Laut der E-Mail, die ich auf meine Anfrage erhalten hatte, sollte ich einfach klingeln und jemand vom Personal würde mir öffnen. Gesagt getan. Ich klingelte einmal, zweimal, dreimal... und so weiter, aber geschlagene 45 Minuten öffnete niemand. So sah ich mir den Sonnenaufgang an, bemerkte, dass neben dem Tor innen ein Hund schlief und setzte mich mit meinen Sachen dazu.



Innen hopste eine Kröte vor den erleuchteten Kühlschrank und bestaunte den Inhalt. Draußen sah ich wie mir eine Ratte aus dem Busch vor dem Reisfeld zuwinkte und ich klingelte nochmal, der Hund schlief. Die Kröte saß inzwischen vor dem Chipsregal und schien sich zwischen den Sorten nicht entscheiden zu können, der Hund schlief. Beim nächsten Klingeln hörte ich zum ersten Mal die Klingel, auch wenn ich vorher bereits fester und länger drauf gedrückt hatte.Vielleicht hatte sie einen Wackelkontakt. Zwei verschlafen junge Herren begannen sich zu regen, öffneten die Tür und wiesen mir den Weg zu meinem Bungalow mit großem Bett für mich allein.



Erstmal duschen und dann noch kurz schlafen bis zum Frühstück, das sah gar nicht schlecht aus (Obst, Brot, Saft, vietnamesische Gerichte), war aber für Langschläfer nicht geeignet, da um 09.30 vorbei. Egal, kann mich ja nochmal hinlegen.

Überhaupt hatte ich an dem Tag nicht wirklich was vor. Die nette Frau an der Rezeption zeigte mir auf einem Plan, was man alles machen kann und ich fragte nach einer Tour in den Nationalpark. Da gab es einen Bus, den sie mir auch buchen wollte. Ich wanderte in die „Stadt“, um mir das Hotel anzusehen, an dem der Bus starten sollte. Auf der Rücktour deckte ich mich wieder mit Wasser ein, wobei die Frau von 15.000 auf 10.000 Dong herunterging als ich mich anschickte den Laden wieder zu verlassen, na bei der komm ich nochmal vorbei. Den restlichen Tag saß ich vor meinem Bungalow und machte wirklich nichts.

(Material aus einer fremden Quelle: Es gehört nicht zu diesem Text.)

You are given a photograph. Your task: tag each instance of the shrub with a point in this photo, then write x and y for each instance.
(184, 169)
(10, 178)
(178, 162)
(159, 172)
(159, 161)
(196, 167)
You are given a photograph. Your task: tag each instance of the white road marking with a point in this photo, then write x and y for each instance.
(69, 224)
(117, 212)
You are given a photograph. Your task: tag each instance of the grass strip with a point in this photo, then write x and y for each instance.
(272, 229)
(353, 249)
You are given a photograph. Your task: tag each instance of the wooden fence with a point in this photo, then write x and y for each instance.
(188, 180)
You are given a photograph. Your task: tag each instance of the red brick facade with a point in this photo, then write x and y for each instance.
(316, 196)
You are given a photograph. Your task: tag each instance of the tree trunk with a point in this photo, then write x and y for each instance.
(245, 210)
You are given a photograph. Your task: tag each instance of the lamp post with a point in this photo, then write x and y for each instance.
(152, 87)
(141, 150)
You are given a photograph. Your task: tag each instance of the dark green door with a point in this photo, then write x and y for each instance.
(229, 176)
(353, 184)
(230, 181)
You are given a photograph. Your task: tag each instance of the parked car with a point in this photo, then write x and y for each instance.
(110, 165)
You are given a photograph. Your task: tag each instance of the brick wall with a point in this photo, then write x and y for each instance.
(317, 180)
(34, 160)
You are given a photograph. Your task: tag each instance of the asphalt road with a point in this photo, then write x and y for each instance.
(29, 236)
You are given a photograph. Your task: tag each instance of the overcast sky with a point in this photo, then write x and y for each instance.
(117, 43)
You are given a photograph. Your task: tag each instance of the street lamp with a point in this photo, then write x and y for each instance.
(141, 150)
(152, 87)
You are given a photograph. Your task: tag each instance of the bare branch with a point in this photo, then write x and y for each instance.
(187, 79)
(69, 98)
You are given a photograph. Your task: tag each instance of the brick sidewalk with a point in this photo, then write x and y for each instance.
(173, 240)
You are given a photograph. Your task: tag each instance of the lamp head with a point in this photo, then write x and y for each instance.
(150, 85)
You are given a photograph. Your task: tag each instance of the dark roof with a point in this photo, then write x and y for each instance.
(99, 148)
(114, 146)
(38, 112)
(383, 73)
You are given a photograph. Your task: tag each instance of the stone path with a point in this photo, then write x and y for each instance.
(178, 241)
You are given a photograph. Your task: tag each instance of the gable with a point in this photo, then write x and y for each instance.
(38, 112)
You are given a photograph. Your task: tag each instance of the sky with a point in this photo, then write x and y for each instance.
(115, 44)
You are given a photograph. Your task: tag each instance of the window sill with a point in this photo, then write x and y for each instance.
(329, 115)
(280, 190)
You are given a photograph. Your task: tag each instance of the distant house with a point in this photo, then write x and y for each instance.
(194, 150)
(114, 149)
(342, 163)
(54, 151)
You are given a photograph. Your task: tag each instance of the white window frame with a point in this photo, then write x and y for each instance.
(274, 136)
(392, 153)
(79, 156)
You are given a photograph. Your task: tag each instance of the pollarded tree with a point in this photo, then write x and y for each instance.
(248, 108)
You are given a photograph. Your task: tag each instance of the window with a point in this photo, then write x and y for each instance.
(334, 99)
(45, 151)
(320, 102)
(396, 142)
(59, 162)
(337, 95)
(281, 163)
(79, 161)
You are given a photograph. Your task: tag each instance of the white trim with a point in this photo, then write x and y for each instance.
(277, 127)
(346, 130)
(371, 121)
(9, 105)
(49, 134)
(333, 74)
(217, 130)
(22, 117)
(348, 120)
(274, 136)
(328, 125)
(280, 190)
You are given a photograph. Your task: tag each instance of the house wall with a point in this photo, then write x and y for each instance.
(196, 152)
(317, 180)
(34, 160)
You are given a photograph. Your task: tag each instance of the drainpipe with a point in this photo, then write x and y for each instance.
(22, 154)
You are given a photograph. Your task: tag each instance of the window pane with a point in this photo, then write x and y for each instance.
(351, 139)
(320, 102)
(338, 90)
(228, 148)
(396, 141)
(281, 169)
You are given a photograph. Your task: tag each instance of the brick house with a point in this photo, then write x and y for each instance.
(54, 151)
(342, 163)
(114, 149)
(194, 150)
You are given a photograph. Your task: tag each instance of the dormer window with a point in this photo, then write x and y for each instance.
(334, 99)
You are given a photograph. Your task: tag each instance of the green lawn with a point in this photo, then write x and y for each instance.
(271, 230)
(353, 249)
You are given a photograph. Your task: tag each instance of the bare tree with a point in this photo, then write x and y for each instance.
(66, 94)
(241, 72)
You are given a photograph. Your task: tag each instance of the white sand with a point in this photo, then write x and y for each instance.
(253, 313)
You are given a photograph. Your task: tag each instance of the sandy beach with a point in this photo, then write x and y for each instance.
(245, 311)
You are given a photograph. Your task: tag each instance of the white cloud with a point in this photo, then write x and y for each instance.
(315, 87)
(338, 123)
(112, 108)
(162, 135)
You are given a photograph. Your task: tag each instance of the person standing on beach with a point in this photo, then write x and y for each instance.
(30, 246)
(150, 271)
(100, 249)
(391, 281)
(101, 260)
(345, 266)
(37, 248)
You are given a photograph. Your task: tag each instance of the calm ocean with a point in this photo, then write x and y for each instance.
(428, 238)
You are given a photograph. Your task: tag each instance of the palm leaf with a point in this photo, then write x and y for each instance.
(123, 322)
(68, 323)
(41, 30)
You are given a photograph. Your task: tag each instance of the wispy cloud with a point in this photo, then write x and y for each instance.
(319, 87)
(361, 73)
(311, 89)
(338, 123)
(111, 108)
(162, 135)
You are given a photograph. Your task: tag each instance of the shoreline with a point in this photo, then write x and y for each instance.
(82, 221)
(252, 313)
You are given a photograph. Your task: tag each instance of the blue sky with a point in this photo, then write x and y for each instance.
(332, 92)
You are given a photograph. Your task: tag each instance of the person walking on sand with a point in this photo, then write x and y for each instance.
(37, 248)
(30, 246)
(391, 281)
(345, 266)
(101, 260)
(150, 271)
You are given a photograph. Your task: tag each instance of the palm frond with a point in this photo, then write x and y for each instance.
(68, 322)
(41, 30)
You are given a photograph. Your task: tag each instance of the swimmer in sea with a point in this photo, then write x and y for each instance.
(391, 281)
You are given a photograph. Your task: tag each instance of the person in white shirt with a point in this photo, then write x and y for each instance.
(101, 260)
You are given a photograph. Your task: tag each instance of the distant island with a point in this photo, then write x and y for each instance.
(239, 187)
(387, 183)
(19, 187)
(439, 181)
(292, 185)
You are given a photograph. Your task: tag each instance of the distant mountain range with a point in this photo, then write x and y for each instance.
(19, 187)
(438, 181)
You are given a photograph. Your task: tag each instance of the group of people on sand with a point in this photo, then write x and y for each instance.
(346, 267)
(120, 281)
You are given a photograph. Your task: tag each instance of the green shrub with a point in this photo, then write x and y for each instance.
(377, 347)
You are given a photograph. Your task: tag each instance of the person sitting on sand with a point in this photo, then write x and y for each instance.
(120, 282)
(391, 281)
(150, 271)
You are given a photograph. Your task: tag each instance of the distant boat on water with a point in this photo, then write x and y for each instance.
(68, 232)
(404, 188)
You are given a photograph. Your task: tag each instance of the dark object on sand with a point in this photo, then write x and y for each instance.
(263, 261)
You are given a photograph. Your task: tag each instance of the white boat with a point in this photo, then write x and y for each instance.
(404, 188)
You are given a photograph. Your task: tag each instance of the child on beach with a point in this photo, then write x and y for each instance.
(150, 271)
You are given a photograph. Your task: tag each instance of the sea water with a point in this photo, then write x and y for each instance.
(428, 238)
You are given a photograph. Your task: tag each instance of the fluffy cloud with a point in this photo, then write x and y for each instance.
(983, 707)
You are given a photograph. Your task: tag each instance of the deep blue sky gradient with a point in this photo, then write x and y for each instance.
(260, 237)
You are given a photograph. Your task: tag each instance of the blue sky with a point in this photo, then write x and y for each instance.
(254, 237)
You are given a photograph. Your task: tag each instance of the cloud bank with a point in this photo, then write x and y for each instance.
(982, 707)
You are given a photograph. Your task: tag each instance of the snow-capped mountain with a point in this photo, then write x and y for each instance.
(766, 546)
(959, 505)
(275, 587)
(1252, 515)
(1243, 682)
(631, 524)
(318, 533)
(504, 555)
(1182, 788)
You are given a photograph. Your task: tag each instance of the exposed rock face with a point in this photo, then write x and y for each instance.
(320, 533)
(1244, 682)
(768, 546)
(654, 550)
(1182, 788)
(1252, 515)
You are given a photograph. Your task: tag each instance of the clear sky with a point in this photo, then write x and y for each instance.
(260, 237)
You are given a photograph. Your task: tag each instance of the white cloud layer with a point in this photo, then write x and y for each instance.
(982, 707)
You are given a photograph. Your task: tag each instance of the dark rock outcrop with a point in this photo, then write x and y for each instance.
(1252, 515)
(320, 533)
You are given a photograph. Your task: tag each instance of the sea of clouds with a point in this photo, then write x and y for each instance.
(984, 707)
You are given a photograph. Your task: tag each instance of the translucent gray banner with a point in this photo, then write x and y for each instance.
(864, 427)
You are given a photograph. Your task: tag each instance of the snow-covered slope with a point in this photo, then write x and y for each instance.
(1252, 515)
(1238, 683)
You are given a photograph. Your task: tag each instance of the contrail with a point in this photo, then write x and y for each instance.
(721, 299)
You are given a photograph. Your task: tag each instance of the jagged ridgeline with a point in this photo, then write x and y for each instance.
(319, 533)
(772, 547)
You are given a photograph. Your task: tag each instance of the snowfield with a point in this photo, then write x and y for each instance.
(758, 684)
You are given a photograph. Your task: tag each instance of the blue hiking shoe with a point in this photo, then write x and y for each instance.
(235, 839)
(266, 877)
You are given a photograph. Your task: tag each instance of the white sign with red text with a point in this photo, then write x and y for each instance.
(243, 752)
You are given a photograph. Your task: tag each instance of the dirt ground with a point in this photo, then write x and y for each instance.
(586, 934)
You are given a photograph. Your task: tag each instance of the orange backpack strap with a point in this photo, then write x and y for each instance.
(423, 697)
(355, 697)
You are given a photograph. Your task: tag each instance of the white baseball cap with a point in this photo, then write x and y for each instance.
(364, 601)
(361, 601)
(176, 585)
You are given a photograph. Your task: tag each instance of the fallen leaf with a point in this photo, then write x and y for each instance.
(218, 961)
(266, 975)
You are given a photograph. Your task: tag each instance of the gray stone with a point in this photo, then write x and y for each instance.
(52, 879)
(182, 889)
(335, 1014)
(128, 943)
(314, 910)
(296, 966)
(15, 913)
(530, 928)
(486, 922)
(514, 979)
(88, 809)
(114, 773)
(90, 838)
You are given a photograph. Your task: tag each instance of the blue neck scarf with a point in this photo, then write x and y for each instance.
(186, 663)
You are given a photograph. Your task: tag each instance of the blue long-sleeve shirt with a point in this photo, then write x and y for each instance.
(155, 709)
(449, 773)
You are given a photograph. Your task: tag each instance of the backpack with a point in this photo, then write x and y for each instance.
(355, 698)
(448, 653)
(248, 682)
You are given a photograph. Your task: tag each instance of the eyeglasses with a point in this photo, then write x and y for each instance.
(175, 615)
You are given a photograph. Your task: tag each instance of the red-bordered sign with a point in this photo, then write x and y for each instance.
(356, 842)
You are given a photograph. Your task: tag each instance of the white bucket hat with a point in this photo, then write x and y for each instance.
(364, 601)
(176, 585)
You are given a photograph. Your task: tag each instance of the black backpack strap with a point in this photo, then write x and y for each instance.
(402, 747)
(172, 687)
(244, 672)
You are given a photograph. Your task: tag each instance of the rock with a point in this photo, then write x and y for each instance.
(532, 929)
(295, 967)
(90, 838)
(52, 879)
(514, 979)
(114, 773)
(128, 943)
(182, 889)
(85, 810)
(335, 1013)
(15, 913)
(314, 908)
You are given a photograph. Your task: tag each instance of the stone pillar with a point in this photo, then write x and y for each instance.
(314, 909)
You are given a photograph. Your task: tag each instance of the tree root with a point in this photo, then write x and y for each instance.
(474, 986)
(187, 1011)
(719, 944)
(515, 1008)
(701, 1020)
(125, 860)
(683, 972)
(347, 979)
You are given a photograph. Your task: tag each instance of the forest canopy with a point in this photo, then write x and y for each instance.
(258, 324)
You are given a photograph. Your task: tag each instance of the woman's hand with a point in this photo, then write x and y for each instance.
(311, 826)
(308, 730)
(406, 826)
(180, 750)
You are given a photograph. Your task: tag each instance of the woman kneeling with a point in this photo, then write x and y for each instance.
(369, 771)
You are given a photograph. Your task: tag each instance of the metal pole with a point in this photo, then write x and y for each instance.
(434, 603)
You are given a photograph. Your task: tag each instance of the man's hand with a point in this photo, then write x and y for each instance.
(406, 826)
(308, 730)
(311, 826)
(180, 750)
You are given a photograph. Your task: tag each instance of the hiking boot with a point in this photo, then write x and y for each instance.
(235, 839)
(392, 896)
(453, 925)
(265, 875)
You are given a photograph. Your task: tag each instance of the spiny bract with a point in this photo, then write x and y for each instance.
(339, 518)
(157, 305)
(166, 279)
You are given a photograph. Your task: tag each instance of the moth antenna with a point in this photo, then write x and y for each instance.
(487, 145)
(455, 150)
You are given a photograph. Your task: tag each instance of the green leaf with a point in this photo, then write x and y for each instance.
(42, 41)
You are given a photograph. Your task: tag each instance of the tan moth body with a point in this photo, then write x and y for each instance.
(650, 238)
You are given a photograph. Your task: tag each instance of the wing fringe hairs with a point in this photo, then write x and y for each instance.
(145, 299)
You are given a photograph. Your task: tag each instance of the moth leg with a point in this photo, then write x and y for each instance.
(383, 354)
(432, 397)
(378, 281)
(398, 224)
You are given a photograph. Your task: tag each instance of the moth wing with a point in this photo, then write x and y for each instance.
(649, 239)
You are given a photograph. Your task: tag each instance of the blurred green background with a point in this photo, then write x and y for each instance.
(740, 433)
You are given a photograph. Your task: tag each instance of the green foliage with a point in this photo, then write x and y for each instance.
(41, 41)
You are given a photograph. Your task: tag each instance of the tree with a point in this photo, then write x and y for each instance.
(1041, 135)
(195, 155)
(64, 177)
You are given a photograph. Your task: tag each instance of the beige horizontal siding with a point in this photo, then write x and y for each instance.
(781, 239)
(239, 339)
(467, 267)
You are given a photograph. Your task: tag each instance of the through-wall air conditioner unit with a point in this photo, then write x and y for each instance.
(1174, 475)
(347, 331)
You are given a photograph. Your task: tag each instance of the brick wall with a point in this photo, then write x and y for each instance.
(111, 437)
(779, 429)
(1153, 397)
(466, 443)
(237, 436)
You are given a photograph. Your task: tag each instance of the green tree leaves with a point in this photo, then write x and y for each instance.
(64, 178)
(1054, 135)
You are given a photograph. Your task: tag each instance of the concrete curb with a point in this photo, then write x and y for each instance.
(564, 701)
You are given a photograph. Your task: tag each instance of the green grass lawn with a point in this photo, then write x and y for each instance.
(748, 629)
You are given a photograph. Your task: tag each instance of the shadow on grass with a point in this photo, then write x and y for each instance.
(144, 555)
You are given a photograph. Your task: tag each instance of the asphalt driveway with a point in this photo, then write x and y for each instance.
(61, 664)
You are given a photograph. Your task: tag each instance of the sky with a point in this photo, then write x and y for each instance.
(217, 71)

Wenn die Langeweile sehr groß wurde, dann schrieb ich am Blog oder sortierte Fotos. Abends wagte ich einen Versuch mit dem Restaurantessen. Ich bestellte Frühlingsrollen und Gemüse sowie einen Limettensaft. Die Portionen waren ziemlich groß, wobei das Gemüse leider überwiegend aus Kohl bestand und sonst keinen Geschmack hatte. Egal, wozu gibt es denn Sojasauce? Also ordentlich rauf da. Einige der Frühlingsrollen parkte ich in meinem Kühlschrank für später. Nachdem ich der Ratte noch gewunken hatte, die hinter dem Blumentopf gierig auf meine Frühlingsrollen gestarrt hatte, gings zurück in meinen schönen Bungalow!